Four weeks later, the new forehead flap was designed, and the new borders were incised without elevating the flap as a surgical delay procedure. Finally, during the seventh operation, the inner lining, including the partial neoseptum, was reconstructed by turn-over flaps from the previous forehead flap and the delayed V-Y flaps from the paranasal cheek region (Fig. 1C). The sixth rib was harvested for framework reconstruction consisting of a central and cephalic osseocartilaginous frame, which was fixed by 1 miniplate and 2 microplates (Fig. 1C). Furthermore, the dorsum was recreated by a cartilaginous beam with intercalated joints with the neo-rhinion and the nasal tip. The anterior pillar was reconstructed using a straight rib cartilage beam fixed to the previously implanted tragus graft. Nasal tip framework was reconstructed with a cap graft and 2 symmetrically bent grafts for both alae (Fig. 1C). Also, the upper lateral cartilages were recreated by cartilaginous grafts. The nasal dorsum was constructed with diced cartilage in Tutoplast fascia lata. Finally, cover was reconstructed with the preexpanded and delayed paramedian forehead flap. This was followed by several refinements, flap thinning, and division of the flap’s pedicle after 3 months, finally resulting in a very satisfying result for both the patient and the surgeon (Fig. 1D).
We described a rereconstruction of a patient’s nose, which had previously been operated on 37 times elsewhere. First, we reconstructed the forehead as a donor site for a later paramedian forehead flap for skin coverage, and then, we used hinged and turn-over flaps prefabricated by surgical delays as inner lining, rib cartilage, and bone as framework.
In conclusion, redoing a failed nasal reconstruction requires a precise plan of what given flap material is eligible for reuse after which pretreatment and what can only be discarded.
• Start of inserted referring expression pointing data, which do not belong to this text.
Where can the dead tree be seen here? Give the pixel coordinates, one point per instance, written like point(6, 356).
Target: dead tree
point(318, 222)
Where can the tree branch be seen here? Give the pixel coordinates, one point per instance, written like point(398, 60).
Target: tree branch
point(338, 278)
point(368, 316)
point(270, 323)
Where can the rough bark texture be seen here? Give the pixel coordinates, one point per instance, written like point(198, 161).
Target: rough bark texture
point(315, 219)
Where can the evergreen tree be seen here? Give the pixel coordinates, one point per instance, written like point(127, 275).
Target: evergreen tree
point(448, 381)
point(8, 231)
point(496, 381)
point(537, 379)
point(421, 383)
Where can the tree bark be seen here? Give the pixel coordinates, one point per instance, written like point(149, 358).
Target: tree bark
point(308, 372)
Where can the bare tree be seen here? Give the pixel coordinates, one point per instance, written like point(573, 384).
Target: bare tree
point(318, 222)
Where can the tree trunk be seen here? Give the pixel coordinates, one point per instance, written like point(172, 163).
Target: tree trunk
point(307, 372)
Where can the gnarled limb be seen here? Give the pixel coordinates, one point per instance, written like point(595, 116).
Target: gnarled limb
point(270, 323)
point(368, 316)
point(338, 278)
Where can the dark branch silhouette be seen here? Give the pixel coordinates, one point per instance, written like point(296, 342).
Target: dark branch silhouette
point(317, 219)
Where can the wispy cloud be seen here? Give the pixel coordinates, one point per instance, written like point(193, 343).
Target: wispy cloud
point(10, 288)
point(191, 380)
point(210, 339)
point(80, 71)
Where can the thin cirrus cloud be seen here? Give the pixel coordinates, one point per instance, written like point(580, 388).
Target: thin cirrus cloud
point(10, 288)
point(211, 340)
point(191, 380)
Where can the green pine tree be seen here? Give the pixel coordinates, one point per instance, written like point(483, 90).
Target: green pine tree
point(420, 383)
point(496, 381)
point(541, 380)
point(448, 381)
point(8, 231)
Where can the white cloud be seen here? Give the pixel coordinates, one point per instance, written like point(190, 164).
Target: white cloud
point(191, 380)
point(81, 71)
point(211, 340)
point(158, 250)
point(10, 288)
Which secondary procedures can still be applied? Is a second free flap for lining reasonable and acceptable for the patient? Are there reliable alternatives with pedicled flaps for lining? Is tissue expansion applicable? How many steps will be required including delay procedures? Which procedures can be combined to shorten the whole process? Is a prosthetic replacement the better solution at last? To resolve these questions a strong surgeon–patient relationship has to be built up. Complications are not uncommon and have to be identified and treated immediately. The surgeon must be ready to meet the high demands of such procedures and/or organize a competent team.
The patient provided written consent for the use of his image.